Ascolta l’episodio di oggi di Ristretto Italiano, il podcast quotidiano che racconta come la stampa internazionale vede l’Italia, tra cronaca, politica e costume.
Partiamo dalla strage di Amendolara, in Calabria, dove quattro braccianti migranti sono stati bruciati vivi in auto: un caso che i media stranieri leggono come il volto più estremo del caporalato e dello sfruttamento nei campi, come raccontano in particolare The Guardian, Euronews, France 24 e Reuters.
Sul fronte delle politiche migratorie, la stampa tedesca descrive l’Italia come un laboratorio europeo dei rimpatri: il progetto dei centri in Albania viene seguito da vicino dalla TagesSchau, che analizza il nuovo quadro dei cosiddetti Return Hubs e il ruolo di Roma in questa strategia comune (TagesSchau).
Passando alla politica estera, le testate russe e filorusse dipingono l’Italia come in fase di “raffreddamento” verso Kiev, ma dietro i titoli sensazionalistici c’è soprattutto un dibattito su tempi, costi e priorità dell’allargamento dell’Unione Europea, con particolare attenzione ai Balcani occidentali (RBC).
Torniamo poi su una vecchia conoscenza dell’era berlusconiana: Nicole Minetti. Dopo le rivelazioni e le polemiche, un’inchiesta ha confermato la regolarità dell’iter di grazia, compresi i motivi di salute e l’adozione del figlio che le consente di viaggiare all’estero, come ricostruisce Reuters.
C’è spazio anche per una storia che unisce archeologia, scienza e panificazione: un gruppo di ricercatori dell’Istituto Eurac di Bolzano ha “risvegliato” i lieviti trovati nel corpo di Ötzi, l’uomo venuto dal ghiaccio, riuscendo a produrre un pane a lievitazione naturale – e pensando ora a una birra preistorica – come raccontano Le Matin e CBS News.
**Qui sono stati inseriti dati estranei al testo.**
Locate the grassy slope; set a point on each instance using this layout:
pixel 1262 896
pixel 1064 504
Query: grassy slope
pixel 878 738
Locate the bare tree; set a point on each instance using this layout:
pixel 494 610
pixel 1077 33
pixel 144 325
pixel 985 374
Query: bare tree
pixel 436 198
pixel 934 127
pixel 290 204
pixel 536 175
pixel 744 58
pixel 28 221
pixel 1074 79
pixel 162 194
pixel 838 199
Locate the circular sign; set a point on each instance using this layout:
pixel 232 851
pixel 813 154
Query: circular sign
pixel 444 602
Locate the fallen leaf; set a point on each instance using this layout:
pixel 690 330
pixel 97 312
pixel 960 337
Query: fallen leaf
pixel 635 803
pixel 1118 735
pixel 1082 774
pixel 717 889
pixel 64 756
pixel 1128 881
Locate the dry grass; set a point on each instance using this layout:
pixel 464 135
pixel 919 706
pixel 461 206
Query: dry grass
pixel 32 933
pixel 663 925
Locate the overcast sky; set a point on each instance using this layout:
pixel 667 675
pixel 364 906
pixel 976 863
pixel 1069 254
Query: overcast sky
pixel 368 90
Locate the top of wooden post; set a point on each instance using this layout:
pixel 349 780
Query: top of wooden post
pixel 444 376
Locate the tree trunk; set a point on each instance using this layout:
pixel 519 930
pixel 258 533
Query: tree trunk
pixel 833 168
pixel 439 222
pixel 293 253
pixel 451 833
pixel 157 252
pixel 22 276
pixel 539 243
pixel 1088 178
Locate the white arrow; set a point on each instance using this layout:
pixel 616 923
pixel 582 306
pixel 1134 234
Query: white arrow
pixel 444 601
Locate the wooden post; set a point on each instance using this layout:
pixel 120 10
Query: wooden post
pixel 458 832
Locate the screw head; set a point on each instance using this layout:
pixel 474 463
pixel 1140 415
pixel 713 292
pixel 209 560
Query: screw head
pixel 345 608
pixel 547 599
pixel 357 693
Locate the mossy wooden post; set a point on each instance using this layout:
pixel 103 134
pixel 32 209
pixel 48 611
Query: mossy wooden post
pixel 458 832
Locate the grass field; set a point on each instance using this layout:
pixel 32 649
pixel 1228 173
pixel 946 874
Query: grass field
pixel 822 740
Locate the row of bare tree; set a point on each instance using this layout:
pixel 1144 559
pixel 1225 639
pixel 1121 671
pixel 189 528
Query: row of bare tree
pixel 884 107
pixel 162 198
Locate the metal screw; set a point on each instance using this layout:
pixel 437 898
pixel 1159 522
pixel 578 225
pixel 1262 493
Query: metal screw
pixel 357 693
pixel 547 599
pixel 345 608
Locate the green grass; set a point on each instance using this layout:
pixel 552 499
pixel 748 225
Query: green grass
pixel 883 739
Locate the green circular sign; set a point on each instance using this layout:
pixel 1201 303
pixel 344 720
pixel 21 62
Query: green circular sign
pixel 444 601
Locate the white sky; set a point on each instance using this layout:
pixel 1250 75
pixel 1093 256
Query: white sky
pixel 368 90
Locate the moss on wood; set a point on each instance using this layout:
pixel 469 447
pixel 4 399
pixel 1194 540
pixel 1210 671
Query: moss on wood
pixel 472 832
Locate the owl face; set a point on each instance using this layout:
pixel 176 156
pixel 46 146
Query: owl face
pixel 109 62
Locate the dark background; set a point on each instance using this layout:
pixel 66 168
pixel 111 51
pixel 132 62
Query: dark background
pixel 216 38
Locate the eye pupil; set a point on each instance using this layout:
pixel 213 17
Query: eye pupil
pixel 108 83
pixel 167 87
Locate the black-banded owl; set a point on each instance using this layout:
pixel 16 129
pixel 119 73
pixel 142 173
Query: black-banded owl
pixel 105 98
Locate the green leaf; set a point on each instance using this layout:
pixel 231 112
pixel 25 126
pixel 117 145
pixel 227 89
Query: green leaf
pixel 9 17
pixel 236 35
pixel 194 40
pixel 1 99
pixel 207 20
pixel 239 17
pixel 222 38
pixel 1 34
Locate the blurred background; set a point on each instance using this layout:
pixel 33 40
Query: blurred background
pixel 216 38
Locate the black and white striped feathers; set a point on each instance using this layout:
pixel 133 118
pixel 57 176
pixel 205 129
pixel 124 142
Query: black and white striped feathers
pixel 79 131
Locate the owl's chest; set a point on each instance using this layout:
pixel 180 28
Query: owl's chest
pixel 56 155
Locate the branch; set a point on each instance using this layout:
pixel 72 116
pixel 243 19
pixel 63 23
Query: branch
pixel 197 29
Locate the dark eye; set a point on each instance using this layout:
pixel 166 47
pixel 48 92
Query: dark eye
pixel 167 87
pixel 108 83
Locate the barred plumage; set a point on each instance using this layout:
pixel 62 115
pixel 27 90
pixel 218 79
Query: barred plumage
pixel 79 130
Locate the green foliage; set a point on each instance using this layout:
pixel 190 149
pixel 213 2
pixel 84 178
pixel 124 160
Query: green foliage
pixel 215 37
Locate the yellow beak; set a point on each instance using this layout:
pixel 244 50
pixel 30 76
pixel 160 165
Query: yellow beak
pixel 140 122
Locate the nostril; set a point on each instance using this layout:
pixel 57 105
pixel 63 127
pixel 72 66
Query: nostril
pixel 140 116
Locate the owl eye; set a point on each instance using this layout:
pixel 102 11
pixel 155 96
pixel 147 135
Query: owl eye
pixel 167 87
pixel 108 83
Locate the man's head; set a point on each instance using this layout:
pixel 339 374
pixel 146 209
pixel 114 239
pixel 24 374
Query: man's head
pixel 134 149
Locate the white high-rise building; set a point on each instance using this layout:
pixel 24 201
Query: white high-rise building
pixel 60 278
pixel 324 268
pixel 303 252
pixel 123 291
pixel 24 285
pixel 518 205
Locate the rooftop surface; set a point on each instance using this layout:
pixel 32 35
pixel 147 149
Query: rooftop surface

Dal laboratorio alla montagna: il quotidiano britannico The Independent incorona l’Alto Adige tra le migliori destinazioni europee per le vacanze in famiglia, sottolineando sentieri per bambini, attività all’aria aperta, hotel family friendly e persino saune pensate per genitori e figli (The Independent).
Chiudiamo con una classica domanda dei turisti stranieri: perché nei bagni italiani ci sono “due water” uno accanto all’altro? Un articolo del portale turco Numedya24 spiega al pubblico che uno è il WC e l’altro è il bidet, obbligatorio per legge dal 1975 nelle abitazioni italiane, ma ancora privo di vere istruzioni d’uso negli hotel.
L’edizione invernale di Ristretto Italiano si chiude qui: una settimana di pausa e ci ritroviamo lunedì 15 giugno con la versione estiva, più fresca e leggera.